3. Timestamped output:
- backup folder/file names include UTC timestamp

4. Coverage:
- include required project paths
- include DB dump command where applicable
- include media/assets sync where applicable

5. Integrity:
- checksum file generation (example: sha256)
- optional archive verification step

6. Logging:
- concise progress logs
- explicit success/failure summaries

7. Exit semantics:
- non-zero on partial or total failure

8. Security:
- never print secrets to logs
- avoid embedding credentials in script body

## Backup Targets and Exclusions
Default include candidates:
- repository files
- migrations
- schema files
- docs
- runtime config templates
- DB dumps
- user media content

Default exclusions:
- dependency caches (`node_modules`, `.venv`, build caches)
- ephemeral artifacts (`.next`, temp files)
- sensitive local-only secrets that should be stored in secret manager

Note:
- Excluding `.env` from repo is correct, but production secret values still need secure backup in a secrets system.

## Encryption and Access Control
For offsite backups or sensitive data:
1. encrypt backup archives at rest.
2. restrict access by least privilege.
3. rotate encryption keys/credentials.
4. maintain auditability of who can restore.

## Offsite/Redundancy Guidance
Follow 3-2-1 principle where possible:
1. 3 copies of data
2. 2 different media/storage types
3. 1 offsite copy

Local-only backups are not sufficient for disaster scenarios.

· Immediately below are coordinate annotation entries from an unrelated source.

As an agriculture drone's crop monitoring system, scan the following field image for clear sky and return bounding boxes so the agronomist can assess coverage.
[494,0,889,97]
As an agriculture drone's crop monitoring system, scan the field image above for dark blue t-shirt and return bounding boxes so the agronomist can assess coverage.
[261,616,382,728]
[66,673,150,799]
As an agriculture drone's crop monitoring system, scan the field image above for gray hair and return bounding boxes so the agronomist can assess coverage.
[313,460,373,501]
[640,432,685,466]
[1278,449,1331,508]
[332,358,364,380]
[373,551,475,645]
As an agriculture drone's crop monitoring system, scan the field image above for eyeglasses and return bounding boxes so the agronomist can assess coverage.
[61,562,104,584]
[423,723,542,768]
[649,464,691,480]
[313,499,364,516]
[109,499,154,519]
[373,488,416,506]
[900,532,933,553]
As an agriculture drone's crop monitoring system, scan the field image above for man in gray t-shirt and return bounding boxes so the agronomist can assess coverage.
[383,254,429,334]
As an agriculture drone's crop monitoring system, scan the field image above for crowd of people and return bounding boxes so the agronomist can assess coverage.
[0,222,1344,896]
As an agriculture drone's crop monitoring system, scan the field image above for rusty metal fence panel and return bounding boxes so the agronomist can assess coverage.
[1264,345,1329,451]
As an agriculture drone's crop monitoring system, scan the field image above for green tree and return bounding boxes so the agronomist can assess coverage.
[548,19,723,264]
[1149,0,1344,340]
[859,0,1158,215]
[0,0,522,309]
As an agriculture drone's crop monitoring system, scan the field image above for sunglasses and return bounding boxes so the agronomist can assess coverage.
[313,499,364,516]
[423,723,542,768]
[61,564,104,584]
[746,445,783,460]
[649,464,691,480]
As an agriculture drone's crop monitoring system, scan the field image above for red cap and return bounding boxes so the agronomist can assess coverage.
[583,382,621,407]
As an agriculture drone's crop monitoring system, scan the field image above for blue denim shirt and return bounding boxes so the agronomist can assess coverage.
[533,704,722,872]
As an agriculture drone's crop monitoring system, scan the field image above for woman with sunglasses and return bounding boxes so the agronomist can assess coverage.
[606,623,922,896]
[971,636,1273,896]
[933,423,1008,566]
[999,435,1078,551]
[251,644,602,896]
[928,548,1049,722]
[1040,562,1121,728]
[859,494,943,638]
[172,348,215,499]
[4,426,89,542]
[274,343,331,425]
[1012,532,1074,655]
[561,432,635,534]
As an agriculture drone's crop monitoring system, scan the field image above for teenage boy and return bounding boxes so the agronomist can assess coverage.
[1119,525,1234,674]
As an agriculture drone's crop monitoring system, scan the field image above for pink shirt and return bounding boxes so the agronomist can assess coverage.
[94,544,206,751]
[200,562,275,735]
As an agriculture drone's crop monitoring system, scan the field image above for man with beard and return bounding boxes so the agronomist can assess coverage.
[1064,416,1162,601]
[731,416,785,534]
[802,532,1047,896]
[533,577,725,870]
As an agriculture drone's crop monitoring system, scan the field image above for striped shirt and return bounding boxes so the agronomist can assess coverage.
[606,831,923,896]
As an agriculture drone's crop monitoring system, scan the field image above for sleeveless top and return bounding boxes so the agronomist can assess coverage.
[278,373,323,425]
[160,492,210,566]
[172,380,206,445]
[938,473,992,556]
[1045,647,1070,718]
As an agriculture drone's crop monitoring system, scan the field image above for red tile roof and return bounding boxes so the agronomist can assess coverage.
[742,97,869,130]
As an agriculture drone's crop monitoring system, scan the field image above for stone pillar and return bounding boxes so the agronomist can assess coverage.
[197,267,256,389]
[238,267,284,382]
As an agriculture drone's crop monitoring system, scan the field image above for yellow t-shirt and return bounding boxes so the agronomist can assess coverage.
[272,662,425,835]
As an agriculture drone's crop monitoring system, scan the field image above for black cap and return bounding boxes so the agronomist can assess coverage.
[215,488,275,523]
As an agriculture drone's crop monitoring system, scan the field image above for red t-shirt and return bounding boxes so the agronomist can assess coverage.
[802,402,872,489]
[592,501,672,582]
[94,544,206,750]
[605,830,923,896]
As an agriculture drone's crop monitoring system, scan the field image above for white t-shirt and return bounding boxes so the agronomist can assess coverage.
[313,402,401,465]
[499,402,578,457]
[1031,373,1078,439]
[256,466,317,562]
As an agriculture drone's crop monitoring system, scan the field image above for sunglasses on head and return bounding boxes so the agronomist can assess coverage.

## Pre-Change Backup Gates
Before risky operations (schema migration, mass refactor, dependency major upgrade):
1. run backup script (or confirm latest scheduled backup within RPO)
2. verify backup artifact integrity
3. confirm restore instructions exist
4. proceed only after gate passes
5. record backup artifact ID/hash used for this gate

## Restore Runbook Requirements
Maintain a concise restore runbook that includes:
1. backup artifact location
2. restore commands
3. DB restore sequence
4. media restore sequence
5. post-restore validation checklist
6. expected recovery time

## Verification Checklist
Use this checklist for completion:

- [ ] Critical asset inventory complete
- [ ] Gaps identified and resolved for Tier 1/Tier 2 assets
- [ ] Compliance state is `script_only`, `scheduled_only`, or `script_and_scheduled`
- [ ] Backup script exists OR scheduled backups are fully documented and verified
- [ ] Schedule and retention defined
- [ ] Integrity checks implemented
- [ ] Restore drill completed and documented
- [ ] Pre-change backup gate defined
- [ ] Ownership assigned for ongoing backup monitoring

## Monitoring and Alerting
If automation exists, require:
1. backup success/failure notifications
2. alert on missed backup windows
3. alert on integrity check failures
4. alert on storage quota exhaustion

## Common Failure Modes
1. Backup job "succeeds" but excludes critical paths.
2. DB dump exists but not restorable due to version mismatch.
3. Media backups omit recent uploads due to wrong path filter.
4. Retention policy deletes latest valid restore point.
5. Backups exist but no one has tested restore.

## Anti-Patterns to Avoid
1. "Git is enough backup."
2. Manual one-off backups with no repeatability.
3. No integrity checks.
4. No restore tests.
5. Backups stored only on same machine/disk.

## Deliverable Format
When applying this skill, produce:
1. Asset inventory
2. Gap analysis
3. Backup implementation plan
4. Script/schedule details
5. Restore runbook summary
6. Verification evidence and remaining risks
7. compliance state and go/no-go for risky change execution

## This Project: Practical Baseline
For projects like this stack (frontend/backend/media):
1. back up repository (excluding heavy caches)
2. back up database (dump)
3. back up uploads/media paths
4. run integrity hash generation
5. store backup artifacts in timestamped directory
6. validate with test restore on a regular cadence

## Related Skills
- [Scripted Command Execution](../scripted-command-execution/SKILL.md): implement deterministic backup scripts and scheduled command workflows.
- [Regression Prevention](../regression-prevention/SKILL.md): enforce backup gates before risky updates to reduce irreversible regressions.
- [Restore Drill](../restore-drill/SKILL.md): validate that backup artifacts are actually restorable.
- [Doc Maintenance](../doc-maintenance/SKILL.md): keep backup and restore runbooks synchronized with implementation.